Ludora’nın orada olmasına imkan yoktu. Hangi açıdan tartışırsanız tartışın, Gadora başka bir cevap olmadığı sonucuna vardı… bu da o kişinin sadece Ludora’ya benzeyen biri olduğu anlamına geliyordu.

Ama o kişi Ekselanslarıysa… Hayır, bu saçma bir konuşma. Beni kimin bıçakladığını düşünelim. Katili tanıdığım sonucuna varmak zorundayım, ama önsezim doğruysa, Yuuki denen çocuğun başı dertte. En azından onu uyarmazsam geceleri uyuyabileceğimden emin değilim. Ve Sir Rimuru’yu da bilgilendirelim.

Sonunda Gadora önceliği arkadaşlığına verdi. Bu onun itibarını zedeleyebilirdi ama sorun değildi. Ne de olsa bu ulusta, kudret gerçekten de doğru olanı yapardı ve Gadora’nın gözünde, en uygun olanın hayatta kalması tam da umduğu şeydi.

Sonunda bu sonuca varan Gadora hızla harekete geçti.

“Yuuki, benim. Sana bazı tavsiyelerde bulunmak istiyorum. Doğruyu söylemek gerekirse-”

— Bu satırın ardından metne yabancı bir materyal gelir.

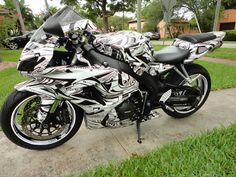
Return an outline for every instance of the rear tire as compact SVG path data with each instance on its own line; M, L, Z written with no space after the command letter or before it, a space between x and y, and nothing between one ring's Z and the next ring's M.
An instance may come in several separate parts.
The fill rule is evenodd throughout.
M35 115L37 115L37 113L35 113L36 110L33 109L35 107L37 108L37 106L35 106L37 104L35 103L36 101L33 102L34 101L33 99L37 97L38 96L34 93L14 91L5 101L1 114L0 114L2 130L5 133L5 135L8 137L8 139L18 146L21 146L27 149L33 149L33 150L46 150L46 149L55 148L65 143L66 141L68 141L79 130L82 120L83 120L83 117L82 117L83 112L79 107L74 106L69 102L66 102L65 104L67 106L66 106L65 111L68 111L66 112L68 113L66 115L72 114L71 115L72 118L63 119L63 116L61 116L62 119L60 119L59 115L61 115L61 112L58 112L58 115L53 117L53 120L55 119L55 122L57 123L57 125L56 123L55 124L50 123L50 125L53 124L52 126L56 127L55 130L52 131L51 129L53 129L53 127L49 127L48 133L47 131L43 135L41 133L41 137L40 137L39 134L37 135L36 130L40 129L41 127L39 126L40 128L36 129L36 126L38 127L40 123L36 122L37 116L35 117ZM30 102L31 101L30 99L33 100L32 103ZM34 105L31 106L32 104ZM21 106L23 107L22 109L21 109ZM25 114L27 116L25 116ZM65 115L65 114L62 114L62 115ZM20 118L18 118L18 116ZM65 120L65 119L69 123L62 122L64 124L60 124L61 123L60 121ZM24 124L23 122L27 122L29 124L25 126L23 125ZM30 130L28 130L27 129L28 127L33 127L33 128L31 129L29 128ZM36 132L36 134L34 131ZM53 137L53 135L55 135L55 137Z
M174 112L172 112L166 108L162 108L166 114L174 118L185 118L192 115L197 110L199 110L202 107L202 105L206 102L211 90L211 78L208 71L204 67L198 64L191 64L191 65L186 65L185 69L190 77L198 74L202 76L203 81L199 82L202 82L204 84L203 97L199 101L196 108L190 109L188 111L180 111L174 107L171 107L172 109L174 109ZM181 85L183 84L184 79L180 75L178 75L175 71L173 71L167 76L166 82L173 85Z

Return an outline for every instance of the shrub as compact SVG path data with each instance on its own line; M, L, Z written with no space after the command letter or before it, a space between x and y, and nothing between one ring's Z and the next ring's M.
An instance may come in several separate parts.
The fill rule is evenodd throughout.
M236 41L236 30L225 30L225 41Z

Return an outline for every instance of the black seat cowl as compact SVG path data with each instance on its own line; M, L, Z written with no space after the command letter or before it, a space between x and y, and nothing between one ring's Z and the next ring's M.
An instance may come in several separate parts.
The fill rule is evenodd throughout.
M180 49L176 46L168 46L158 52L154 52L153 57L156 62L176 65L183 63L189 55L189 50Z
M196 34L196 35L180 35L178 36L178 39L191 42L193 44L210 41L216 38L216 35L213 33L202 33L202 34Z

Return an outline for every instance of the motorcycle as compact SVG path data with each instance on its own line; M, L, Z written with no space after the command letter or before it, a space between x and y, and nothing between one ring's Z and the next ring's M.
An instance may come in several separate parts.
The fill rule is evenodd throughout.
M57 147L79 130L141 123L161 108L174 118L199 110L208 98L208 71L193 61L222 45L225 33L182 35L153 51L142 34L94 36L95 25L64 7L25 46L17 69L30 80L15 86L0 119L5 135L34 150ZM54 49L60 37L65 50Z

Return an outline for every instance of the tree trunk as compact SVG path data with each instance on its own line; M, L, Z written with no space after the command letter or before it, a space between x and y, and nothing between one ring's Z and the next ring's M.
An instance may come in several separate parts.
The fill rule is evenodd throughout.
M108 32L107 0L102 0L102 19L105 32Z
M25 34L25 24L24 24L24 20L22 18L20 6L19 6L19 1L18 0L13 0L13 3L15 5L15 7L16 7L16 11L17 11L17 14L18 14L18 19L19 19L20 26L21 26L21 32L23 34Z

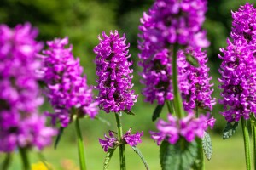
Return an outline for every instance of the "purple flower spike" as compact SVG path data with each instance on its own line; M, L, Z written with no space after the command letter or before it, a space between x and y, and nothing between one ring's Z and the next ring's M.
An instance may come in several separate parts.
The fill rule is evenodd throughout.
M137 132L136 134L131 134L131 128L123 136L123 139L131 146L136 146L138 143L142 143L141 137L143 135L143 132Z
M102 146L105 152L108 150L108 148L114 148L118 144L118 139L114 137L113 131L109 131L108 138L106 134L104 135L106 140L99 139L100 144Z
M225 110L221 114L231 122L238 122L241 116L248 119L256 111L256 62L249 46L242 42L227 42L226 49L221 49L223 56L218 55L223 60L219 70L223 99L219 102Z
M132 62L127 60L131 54L125 37L120 37L115 31L109 37L102 32L102 39L99 37L99 45L94 48L99 106L107 113L131 110L137 95L131 90L133 71L129 67Z
M232 13L233 41L227 40L228 46L221 48L223 60L219 79L223 89L219 101L224 105L221 114L229 122L238 122L241 117L249 119L256 112L256 9L246 3Z
M163 120L157 122L156 127L160 132L150 132L150 134L158 145L164 139L175 144L180 137L185 138L188 142L192 142L196 136L203 138L205 131L209 126L212 128L214 122L214 118L208 119L208 116L204 115L195 118L194 114L189 113L186 117L177 120L170 114L168 115L168 122Z
M186 58L191 56L197 61L198 66L192 65ZM183 99L185 110L201 108L212 110L216 104L215 99L212 99L213 88L210 84L212 76L209 76L209 68L207 65L207 59L206 52L200 49L188 48L184 51L180 50L177 57L179 88Z
M86 76L82 76L83 67L79 60L72 54L67 37L47 42L49 49L42 56L44 62L44 81L47 85L46 95L55 109L52 123L60 120L62 127L70 122L72 109L78 116L88 115L93 118L98 113L97 102L94 102L92 89L87 86Z
M10 29L0 25L0 151L37 147L51 143L56 132L45 126L38 107L44 99L38 84L43 44L29 23Z
M245 43L255 44L256 41L256 9L253 4L247 3L241 6L238 11L232 12L234 19L232 22L231 37ZM255 45L254 45L255 46Z
M143 67L145 101L172 100L172 48L206 48L209 42L201 29L207 0L156 0L141 19L138 65Z

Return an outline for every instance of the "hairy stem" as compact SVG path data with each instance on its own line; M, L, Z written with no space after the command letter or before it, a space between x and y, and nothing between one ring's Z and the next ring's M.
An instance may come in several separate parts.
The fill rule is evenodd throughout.
M254 169L256 170L256 127L255 122L251 122L252 127L252 138L253 138L253 163L254 163Z
M3 170L7 170L10 162L11 162L11 153L7 153L6 156L5 156L5 158L3 162L3 164L1 166L1 168Z
M199 112L198 112L198 107L195 107L195 116L199 117ZM197 138L196 139L197 144L198 144L198 154L199 154L199 159L201 161L199 169L198 170L205 170L205 156L202 147L202 139Z
M76 133L77 133L80 169L86 170L84 144L84 141L83 141L82 133L80 130L79 119L78 117L75 117L74 125L75 125L75 129L76 129Z
M178 90L178 80L177 80L177 52L178 46L174 45L172 50L172 86L173 86L173 104L174 110L177 116L181 118L184 116L183 110L183 101Z
M30 170L30 163L29 163L29 158L27 156L27 149L26 148L19 148L23 170Z
M118 113L115 113L115 119L117 123L117 128L118 128L118 137L119 144L119 160L120 160L120 170L125 170L125 144L123 143L123 129L122 129L122 124L120 120L120 116Z
M247 170L251 170L252 163L251 163L251 153L250 153L250 138L249 138L247 122L243 117L241 117L241 128L243 133L246 167L247 167Z
M172 104L172 101L169 101L169 100L166 100L167 108L168 108L168 111L169 113L171 113L172 115L175 116L175 110L174 110L174 106Z

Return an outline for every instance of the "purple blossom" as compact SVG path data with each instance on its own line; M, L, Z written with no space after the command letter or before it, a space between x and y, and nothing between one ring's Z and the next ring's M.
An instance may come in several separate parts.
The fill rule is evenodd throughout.
M208 126L212 128L215 121L214 118L208 119L208 116L201 115L195 118L193 113L189 113L186 117L177 120L171 114L168 115L168 122L159 120L157 129L160 132L150 132L151 137L160 145L166 139L170 144L175 144L180 137L185 138L188 142L192 142L197 136L203 138L204 132Z
M131 110L137 101L137 95L131 90L133 72L129 67L132 65L127 59L129 44L125 44L125 37L120 37L118 31L110 32L107 36L102 32L102 39L99 36L100 43L95 47L96 54L96 80L99 90L97 96L99 106L107 113Z
M218 55L223 60L219 69L223 99L219 102L224 111L221 114L229 122L248 119L256 111L255 14L256 9L249 3L232 13L233 41L227 40L228 46Z
M224 54L218 57L223 60L219 72L221 78L219 88L224 111L221 112L229 122L238 122L242 116L256 111L256 63L253 51L241 41L235 44L227 41L228 47L221 48Z
M38 84L41 61L37 54L43 44L35 41L37 35L29 23L14 29L0 25L0 151L41 150L56 133L38 113L44 99Z
M83 67L79 59L74 59L72 45L65 48L67 44L67 37L47 42L49 49L42 56L45 93L55 109L54 114L47 113L47 116L52 117L53 124L58 120L64 128L71 122L73 110L79 116L88 115L93 118L98 113L92 89L87 86L86 76L81 76Z
M100 144L102 146L104 151L107 152L109 148L115 148L120 144L117 137L114 136L114 133L113 131L109 131L109 138L105 134L105 140L99 139ZM131 134L131 128L130 128L122 137L121 142L125 142L125 144L128 144L131 146L136 146L138 143L142 142L141 137L143 135L143 132L137 132L136 134Z
M163 105L173 99L171 77L174 44L206 48L209 42L201 30L207 0L156 0L141 19L139 65L145 101Z
M234 41L242 41L255 48L256 41L256 9L253 4L247 3L241 6L238 11L232 12L234 19L232 22L232 32L230 34ZM254 44L254 45L253 45Z
M151 104L154 99L159 105L163 105L165 100L172 100L172 60L170 53L164 49L157 53L153 58L145 60L139 63L143 68L141 74L141 82L146 87L142 94L145 96L145 101Z
M194 58L198 66L192 65L187 60ZM188 48L180 50L177 56L179 89L183 99L185 110L202 108L212 110L216 104L215 99L212 99L213 84L210 83L212 76L209 76L209 68L206 52L200 49Z
M142 143L141 137L143 135L143 132L137 132L136 134L131 134L131 128L123 136L123 139L131 146L136 146L138 143Z
M114 133L113 131L109 131L108 134L110 138L104 134L106 140L99 139L100 144L106 152L108 151L108 148L114 148L119 143L118 139L113 135Z

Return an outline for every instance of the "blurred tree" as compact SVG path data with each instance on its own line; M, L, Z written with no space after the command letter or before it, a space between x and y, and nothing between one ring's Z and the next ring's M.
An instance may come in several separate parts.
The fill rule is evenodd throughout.
M255 0L247 2L255 3ZM71 43L73 44L74 55L80 58L90 84L96 84L93 48L98 43L97 36L102 31L108 34L110 30L116 29L120 33L125 33L127 42L131 43L131 60L134 61L133 82L137 94L140 94L142 85L137 73L141 68L137 65L138 25L143 11L148 11L153 3L154 0L0 0L0 23L15 26L18 23L29 21L38 27L38 39L44 42L68 36ZM207 50L211 66L210 74L213 76L212 82L215 84L213 95L217 99L219 99L218 69L220 65L218 54L220 48L226 46L226 38L230 32L230 11L237 10L239 6L244 3L245 1L236 0L208 1L204 28L207 31L207 37L211 42L211 46ZM143 97L140 95L138 103L134 107L137 112L136 119L127 116L128 122L125 124L137 127L137 124L144 124L145 126L139 127L139 130L148 132L148 129L154 128L154 122L151 122L154 105L145 104L143 99ZM221 110L222 106L219 105L213 110L218 118L214 128L217 132L222 131L225 122L219 114ZM91 132L95 129L92 128L94 123L84 126L90 128ZM103 130L104 126L99 128Z

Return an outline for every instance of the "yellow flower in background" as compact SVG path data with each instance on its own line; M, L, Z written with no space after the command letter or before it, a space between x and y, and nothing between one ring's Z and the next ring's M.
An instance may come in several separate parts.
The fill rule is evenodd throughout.
M51 169L49 164L47 163L47 166ZM39 162L32 165L32 170L49 170L49 168L42 162Z

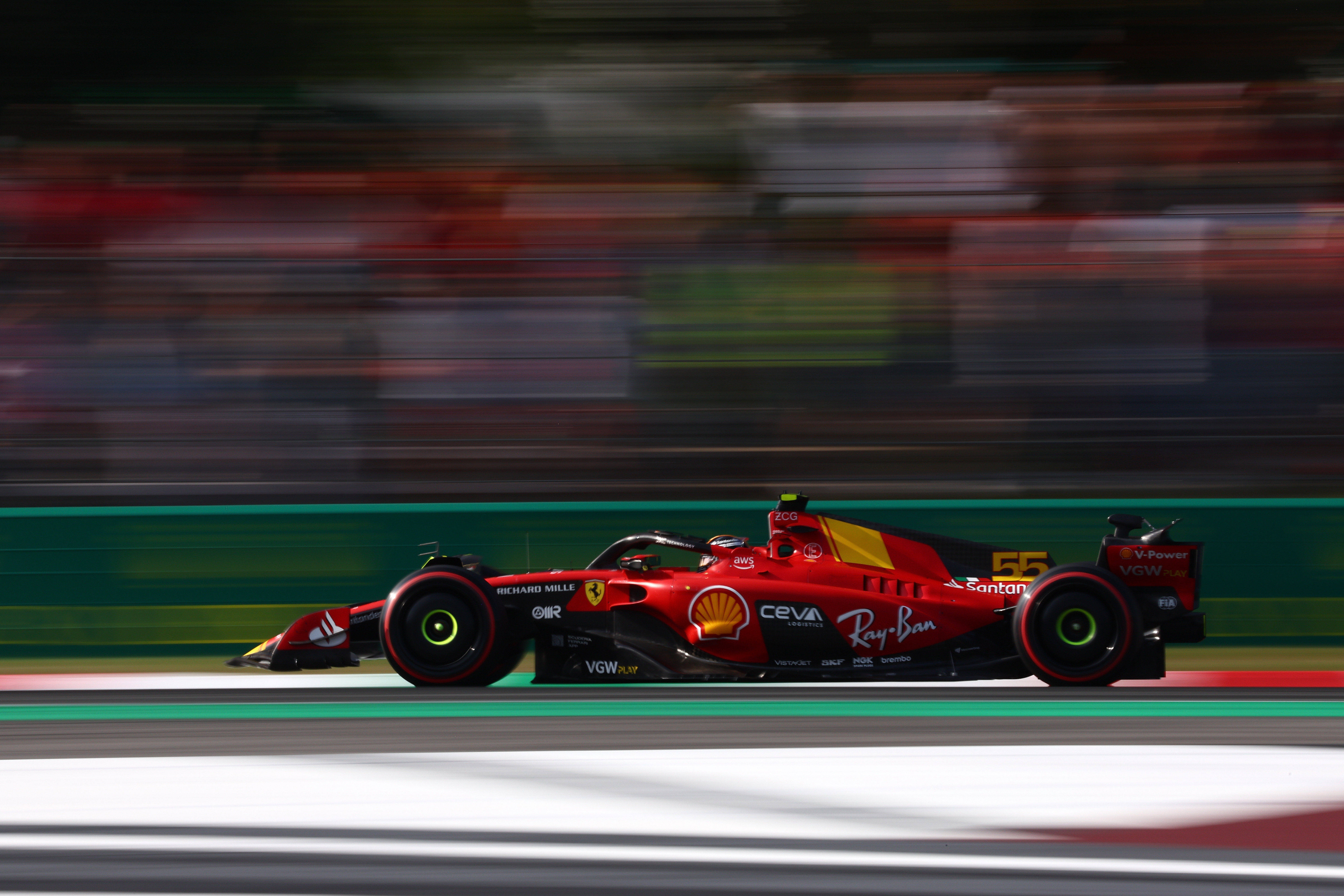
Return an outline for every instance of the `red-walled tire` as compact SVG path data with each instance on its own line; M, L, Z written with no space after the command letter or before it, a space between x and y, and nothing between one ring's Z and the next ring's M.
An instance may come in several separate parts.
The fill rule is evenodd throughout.
M1138 603L1111 572L1090 563L1054 567L1027 587L1012 614L1017 654L1056 686L1118 680L1142 638Z
M519 646L495 588L456 567L402 579L387 595L378 631L387 662L417 686L492 684L512 670L507 661Z

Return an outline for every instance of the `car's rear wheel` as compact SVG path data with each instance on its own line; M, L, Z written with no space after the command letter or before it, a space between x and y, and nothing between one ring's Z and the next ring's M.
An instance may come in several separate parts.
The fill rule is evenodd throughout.
M1109 571L1071 563L1027 588L1012 618L1013 642L1027 668L1056 686L1109 685L1138 650L1138 604Z
M488 685L516 665L520 649L495 588L453 567L402 579L383 604L379 635L392 669L419 686Z

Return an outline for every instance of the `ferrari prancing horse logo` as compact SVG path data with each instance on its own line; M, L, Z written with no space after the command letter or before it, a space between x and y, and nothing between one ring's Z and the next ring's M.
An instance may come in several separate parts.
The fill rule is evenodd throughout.
M583 583L583 594L587 595L589 603L594 607L602 603L602 598L606 596L606 582L601 579L593 579L591 582Z

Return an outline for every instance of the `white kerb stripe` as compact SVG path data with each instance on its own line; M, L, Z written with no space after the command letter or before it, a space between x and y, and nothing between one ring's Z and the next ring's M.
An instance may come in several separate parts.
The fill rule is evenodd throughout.
M202 837L140 834L0 834L0 849L98 849L144 852L302 853L324 856L405 856L415 858L499 858L597 862L696 862L720 865L809 865L829 868L927 868L938 870L1161 875L1199 877L1279 877L1344 880L1344 865L1226 862L1168 858L1086 858L1063 856L969 856L831 849L716 846L622 846L601 844L504 844L388 841L324 837Z

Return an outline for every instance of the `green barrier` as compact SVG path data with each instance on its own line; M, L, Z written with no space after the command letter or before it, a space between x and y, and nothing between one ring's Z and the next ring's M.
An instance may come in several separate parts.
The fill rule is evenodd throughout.
M824 501L895 525L1093 560L1105 517L1208 543L1206 643L1344 643L1344 500ZM0 509L0 656L227 656L317 607L372 600L445 552L582 567L646 528L761 544L769 501ZM665 552L667 553L667 552ZM676 555L677 552L671 552ZM668 564L676 556L665 556ZM681 557L684 563L689 557Z

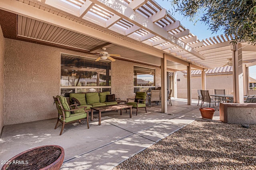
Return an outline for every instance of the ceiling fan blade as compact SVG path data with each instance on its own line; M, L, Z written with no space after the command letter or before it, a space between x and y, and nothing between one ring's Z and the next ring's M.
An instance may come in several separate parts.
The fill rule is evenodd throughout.
M109 54L108 55L114 57L121 57L121 55L119 55L119 54Z
M97 55L101 55L101 54L94 54L93 55L86 55L86 57L89 57L89 56L96 56Z
M111 57L110 56L108 56L108 59L109 59L112 61L116 61L116 60L115 60L113 58Z
M96 59L96 60L95 60L95 61L98 61L99 60L100 60L100 57L99 57L99 58L98 58L98 59Z

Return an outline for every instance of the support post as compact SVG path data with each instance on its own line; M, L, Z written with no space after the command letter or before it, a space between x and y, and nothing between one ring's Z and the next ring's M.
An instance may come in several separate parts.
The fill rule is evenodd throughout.
M172 90L172 94L173 97L175 99L178 98L178 89L177 88L177 72L174 71L173 72L173 89Z
M161 103L162 112L167 112L167 66L166 54L164 54L164 57L161 59L161 86L162 90L162 98Z
M244 103L244 83L242 44L231 45L233 63L234 102Z
M205 69L204 69L202 70L202 89L205 90L206 89L206 77L205 75Z
M188 95L188 105L191 105L192 103L191 97L191 63L187 66L187 95Z

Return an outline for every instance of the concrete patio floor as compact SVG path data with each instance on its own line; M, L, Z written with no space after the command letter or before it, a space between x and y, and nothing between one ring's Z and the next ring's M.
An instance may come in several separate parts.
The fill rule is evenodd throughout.
M56 119L5 126L0 138L0 160L8 160L32 148L54 145L65 151L62 170L111 170L194 120L203 120L197 102L192 100L188 106L186 100L172 99L167 113L161 113L156 104L147 107L146 113L139 109L137 116L134 109L131 118L128 112L122 115L120 111L104 112L100 126L96 112L89 129L83 120L66 125L61 136L61 123L54 129ZM216 111L213 121L219 120Z

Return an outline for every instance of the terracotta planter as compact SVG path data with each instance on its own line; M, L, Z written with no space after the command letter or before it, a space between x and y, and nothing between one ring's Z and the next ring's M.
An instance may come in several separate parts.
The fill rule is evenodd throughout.
M6 161L2 170L59 170L63 163L64 156L64 149L59 146L42 146L13 157Z
M212 120L213 115L215 109L212 108L201 107L200 109L201 115L203 119L206 120Z

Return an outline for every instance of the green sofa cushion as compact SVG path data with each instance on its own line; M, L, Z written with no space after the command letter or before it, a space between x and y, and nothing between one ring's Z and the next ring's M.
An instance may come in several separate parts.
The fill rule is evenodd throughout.
M97 92L86 93L86 96L87 104L92 105L93 103L100 103L99 93Z
M92 107L102 106L106 106L106 104L104 103L94 103L91 104L92 105Z
M127 103L126 103L126 104L132 106L132 107L133 108L137 108L137 102L128 102ZM138 107L146 107L146 104L144 104L143 103L139 103L138 104Z
M60 100L60 104L62 106L62 107L63 109L65 110L70 110L70 108L69 106L68 106L68 102L67 101L67 99L64 96L56 96L56 98L58 98ZM58 107L60 109L60 110L61 110L61 108L60 107L60 106L58 106ZM60 114L62 115L62 113L61 112L61 113L59 113ZM65 117L68 117L70 115L70 112L68 111L65 111Z
M87 117L87 113L84 111L84 109L79 109L74 111L75 113L72 114L70 117L66 118L65 122L68 123L72 121L84 119ZM63 120L63 117L61 118Z
M104 102L106 104L106 106L108 105L113 105L114 104L117 104L117 102Z
M109 92L105 92L101 93L99 93L100 96L100 103L104 103L106 102L106 96L110 94Z
M72 102L71 98L76 98L79 101L81 105L87 104L86 99L85 98L85 94L84 93L70 93L69 94L69 99L71 102Z

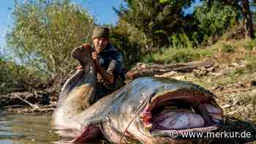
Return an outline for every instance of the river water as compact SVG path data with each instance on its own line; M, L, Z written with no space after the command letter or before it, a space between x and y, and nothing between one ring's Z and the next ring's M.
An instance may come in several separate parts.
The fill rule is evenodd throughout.
M59 141L50 115L6 114L0 111L0 144L40 144Z

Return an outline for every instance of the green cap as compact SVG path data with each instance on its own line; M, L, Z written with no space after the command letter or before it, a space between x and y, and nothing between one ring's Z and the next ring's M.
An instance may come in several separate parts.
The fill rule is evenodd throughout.
M92 35L92 39L96 39L99 37L104 37L108 39L110 31L107 27L97 26L94 29L94 34Z

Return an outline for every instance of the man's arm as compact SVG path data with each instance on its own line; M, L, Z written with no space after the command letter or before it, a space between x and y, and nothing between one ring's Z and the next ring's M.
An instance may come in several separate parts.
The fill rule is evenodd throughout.
M100 67L99 65L97 67L99 75L105 80L110 83L114 83L114 75L112 73L108 73L103 67Z
M114 83L114 75L113 72L107 72L106 69L105 69L103 67L101 67L99 66L99 57L98 57L98 53L97 52L94 52L92 53L92 58L94 60L94 63L95 63L95 67L96 67L96 69L98 71L98 72L99 73L99 75L102 77L102 78L110 83Z

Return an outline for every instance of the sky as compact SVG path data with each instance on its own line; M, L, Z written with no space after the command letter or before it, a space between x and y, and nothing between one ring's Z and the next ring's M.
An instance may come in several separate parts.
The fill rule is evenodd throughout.
M19 1L26 1L20 0ZM0 0L0 48L4 48L5 35L12 29L12 11L15 0ZM81 5L97 20L99 24L116 23L118 16L113 7L118 8L122 0L72 0L72 2Z
M18 0L26 1L27 0ZM118 21L117 14L113 7L118 8L124 4L123 0L71 0L72 2L81 5L96 19L99 24L116 24ZM5 36L12 27L12 11L13 10L15 0L0 0L0 48L5 48ZM198 0L196 0L198 4ZM187 10L187 12L193 11L192 9ZM0 50L1 51L1 50Z

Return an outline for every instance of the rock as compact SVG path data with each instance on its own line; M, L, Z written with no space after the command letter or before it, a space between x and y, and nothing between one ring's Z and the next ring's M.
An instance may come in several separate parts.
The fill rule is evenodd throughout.
M230 108L231 107L232 107L232 105L229 105L229 104L226 104L226 105L225 105L223 106L221 106L222 108Z
M168 72L166 73L164 73L162 75L154 75L155 77L173 77L176 75L178 73L175 71L171 71Z

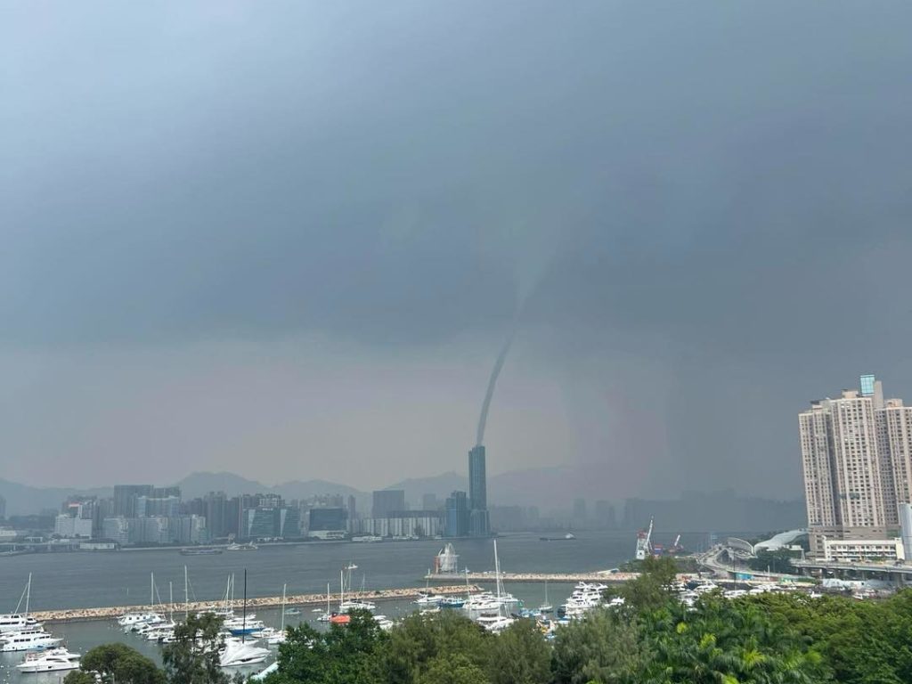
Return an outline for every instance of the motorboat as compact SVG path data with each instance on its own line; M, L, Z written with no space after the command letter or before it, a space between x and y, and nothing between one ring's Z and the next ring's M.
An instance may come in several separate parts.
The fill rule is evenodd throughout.
M284 629L275 627L265 627L256 634L257 638L264 639L269 646L278 646L284 644L287 638L287 634Z
M61 641L47 632L6 632L0 637L0 651L43 651Z
M40 628L41 623L28 615L9 613L0 615L0 635L5 632L22 632L29 628Z
M377 604L371 601L354 600L345 601L339 604L339 612L347 613L349 610L376 610Z
M59 672L77 669L79 667L79 654L70 653L66 648L51 648L42 653L29 653L26 659L16 666L20 672Z
M375 615L374 620L377 622L377 626L384 632L389 632L393 628L393 621L385 615Z
M241 668L244 665L256 665L264 662L269 656L269 649L255 646L255 642L228 641L225 649L219 657L219 665L223 668Z
M476 617L475 622L483 627L489 632L497 634L498 632L503 632L508 627L513 625L513 622L515 622L515 619L504 616L493 615Z
M256 634L266 627L262 620L252 620L250 617L234 617L231 620L225 620L223 627L235 637Z
M257 546L253 542L248 542L247 544L229 544L225 546L225 551L256 551L259 546Z

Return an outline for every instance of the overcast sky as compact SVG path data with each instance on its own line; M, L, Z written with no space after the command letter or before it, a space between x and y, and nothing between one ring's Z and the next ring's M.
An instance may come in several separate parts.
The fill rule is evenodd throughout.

Yuuki’nin ne yaptığını bile sormadan önce Gadora ana noktalarını tek bir hamlede ortaya koydu.

“Bu çok ani oldu.”

“Korkarım öyle olmak zorunda. Konumumu bir düşünün, olur mu? Sör Rimuru bu sayede benim hakkımda şüpheler beslemeye başlayabilir, bu yüzden sizinle ince noktaları tartışacak vaktim yok. Burada elimden geleni yapacağım, bu yüzden gece suikastçılarına karşı gözünüzü dört açın, tamam mı?”

Bununla birlikte, Gadora Yuuki ile yaptığı büyülü görüşmeyi sonlandırdı. Ardından aynı hareketle Rimuru’ya rapor vermek üzere oradan ayrıldı. İyi işleyen bir işte, iletişimde kalmanın, bildiklerini rapor etmenin ve tartışmaya açık olmanın ne kadar önemli olduğunun farkındaydı. Altındaki çırakları ve diğer insanları yetiştirme konusunda bir uzmandı ve bu ilkelerden taviz vermiyordu.

“Demek yaşlı adam her şeye rağmen iyi, ha? Sanırım Rimuru’nun evinde de kendini evinde gibi hissediyor.”

Yuuki bunu sırıtarak düşündü, bakışları pencereye yöneldi. İmparatorluk başkentinde uzun bir yağmur fırtınası vardı ve dışarıyı görmesini engelliyordu; ancak yağmurun altında bile gözleri şüpheli bir figür algıladı. Bu kişinin iyi eğitilmiş hareketlerine bakılırsa, kendisini gözetlemek için yönlendirilmiş biri olduğu açıktı. Bunun farkına varması Yuuki’nin beklentiyle gülümsemesine neden oldu ve olduğu yerde kaldı. Odadaki diğer kişi olan Kagali önce konuştu.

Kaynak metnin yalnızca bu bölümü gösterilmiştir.